# Prove that $\frac{1}{\log_{2}{\pi}}+\frac{1}{\log_{\pi}{2}}> 2$

I have tried in many ways and i could not do it.

• Can you prove that, in general, for $p$ and $q$ positive, $\frac{p}{q}+\frac{q}{p}\geq 2$? Now, can you use log rules to relate the given LHS to the fractions $\frac{p}{q}$? Mar 31, 2015 at 14:15
• Find the relation with $f(x)=x+\dfrac1x$ and study the latter.
– user65203
Mar 31, 2015 at 14:15

Remember that the sum of a positive number and its reciprocal is never less than 2. That is, $a + \dfrac{1}{a} \geq 2$. Equality happens when $a=1$.

In this case, notice that $log_{\pi} 2$ and $\log_2 \pi$ are reciprocals of each other. Hence, the conclusion.

• thanks for the compliment!
– cgo
Mar 31, 2015 at 14:42

By the base change formula for logs,

$$\log_\pi 2 = \frac{1}{\log_2 \pi}.$$

Thus

$$\frac{1}{\log_2 \pi} + \frac{1}{\log_\pi 2} = \frac{1}{\log_2 \pi} + \log_2 \pi = \left(\sqrt{\frac{1}{\log_2 \pi}} - \sqrt{\log_2 \pi}\right)^2 + 2 > 2.$$

• I like the way to establish the inequation.
– user65203
Mar 31, 2015 at 14:18
• Downvotes for all answerers who stepped on the toes of the hints (by Michael and Yves), and did not wait for the OP to attempt the problem using the hints. Mar 31, 2015 at 14:19
• I actually didn't see the hints they gave until you mentioned it. No problem, I'll delete my answer.
– kobe
Mar 31, 2015 at 14:20
• No, don't do it Mar 31, 2015 at 14:20
• Ok then, I'll leave it up.
– kobe
Mar 31, 2015 at 14:23

For any $a, b > 0$, $\log_a b = {1 \over \log_b a}$. Hence the original inequality will be shown if we can demonstrate that for arbitrary $x > 0, x \neq 1$ that

$$x + {1 \over x} > 2 \ \ \ \ \ \ - (*)$$

We have $x \neq 1$ as $\log_2 \pi \neq 1$.

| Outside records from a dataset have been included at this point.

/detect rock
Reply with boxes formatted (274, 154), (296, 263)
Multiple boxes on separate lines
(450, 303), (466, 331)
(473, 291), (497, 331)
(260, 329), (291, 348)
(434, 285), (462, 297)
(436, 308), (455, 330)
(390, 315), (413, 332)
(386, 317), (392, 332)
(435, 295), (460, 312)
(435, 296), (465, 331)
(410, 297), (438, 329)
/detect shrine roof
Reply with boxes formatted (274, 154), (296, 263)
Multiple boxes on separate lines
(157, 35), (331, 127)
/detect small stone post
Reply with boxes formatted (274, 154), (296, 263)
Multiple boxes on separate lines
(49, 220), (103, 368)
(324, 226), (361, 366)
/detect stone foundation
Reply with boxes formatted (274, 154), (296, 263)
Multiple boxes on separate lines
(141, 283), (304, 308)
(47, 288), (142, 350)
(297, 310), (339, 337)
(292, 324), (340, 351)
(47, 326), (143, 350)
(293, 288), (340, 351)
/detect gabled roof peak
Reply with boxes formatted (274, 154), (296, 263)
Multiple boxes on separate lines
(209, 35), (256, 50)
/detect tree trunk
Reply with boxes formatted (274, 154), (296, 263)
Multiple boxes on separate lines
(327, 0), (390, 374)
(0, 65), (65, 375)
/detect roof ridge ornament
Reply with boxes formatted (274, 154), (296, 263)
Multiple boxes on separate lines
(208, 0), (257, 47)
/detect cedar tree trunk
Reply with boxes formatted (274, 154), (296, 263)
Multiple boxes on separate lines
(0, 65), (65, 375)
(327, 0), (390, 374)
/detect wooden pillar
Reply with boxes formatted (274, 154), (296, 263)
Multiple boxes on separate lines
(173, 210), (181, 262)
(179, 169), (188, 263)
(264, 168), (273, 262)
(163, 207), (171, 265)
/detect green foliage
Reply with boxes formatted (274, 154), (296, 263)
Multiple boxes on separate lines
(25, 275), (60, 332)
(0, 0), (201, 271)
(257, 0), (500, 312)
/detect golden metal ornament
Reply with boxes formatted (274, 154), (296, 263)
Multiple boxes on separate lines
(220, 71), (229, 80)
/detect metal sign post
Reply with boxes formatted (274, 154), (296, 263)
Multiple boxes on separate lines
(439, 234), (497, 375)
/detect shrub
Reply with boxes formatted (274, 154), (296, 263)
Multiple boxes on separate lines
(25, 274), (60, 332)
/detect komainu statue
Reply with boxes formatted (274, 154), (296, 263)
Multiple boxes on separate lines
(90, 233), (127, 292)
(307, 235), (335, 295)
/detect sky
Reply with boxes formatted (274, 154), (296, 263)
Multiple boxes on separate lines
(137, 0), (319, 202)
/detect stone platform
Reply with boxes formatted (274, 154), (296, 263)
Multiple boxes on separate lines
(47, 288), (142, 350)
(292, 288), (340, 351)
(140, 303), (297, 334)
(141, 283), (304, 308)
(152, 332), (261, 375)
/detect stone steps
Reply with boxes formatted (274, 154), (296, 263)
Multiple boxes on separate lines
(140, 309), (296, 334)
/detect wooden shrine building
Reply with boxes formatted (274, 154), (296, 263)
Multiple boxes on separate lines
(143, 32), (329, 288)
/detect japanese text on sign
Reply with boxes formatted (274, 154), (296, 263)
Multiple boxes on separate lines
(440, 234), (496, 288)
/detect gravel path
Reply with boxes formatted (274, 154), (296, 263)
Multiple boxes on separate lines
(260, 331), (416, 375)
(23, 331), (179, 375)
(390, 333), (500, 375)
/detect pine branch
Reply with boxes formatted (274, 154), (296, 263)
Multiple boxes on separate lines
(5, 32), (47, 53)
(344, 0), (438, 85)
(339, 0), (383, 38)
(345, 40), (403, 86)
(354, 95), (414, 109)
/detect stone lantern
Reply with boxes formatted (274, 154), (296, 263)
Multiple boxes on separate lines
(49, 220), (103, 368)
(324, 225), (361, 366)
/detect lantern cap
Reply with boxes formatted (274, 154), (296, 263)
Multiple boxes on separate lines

The relation (*) is true by the AM-GM inequality, strict inequality holding precisely because $x \neq 1$:

$${1 \over 2} \left( x + {1 \over x} \right) > \sqrt{x\cdot{1 \over x}} = 1$$

• Downvoter care to comment? Mar 31, 2015 at 14:17
• You should also add that since, for this case, $x\neq \dfrac{1}{x}$, the equality case doesn't hold and we get a strict inequality. p.s- I didn't downvote your answer. :) Mar 31, 2015 at 14:18
• Beautiful proof Mar 31, 2015 at 14:20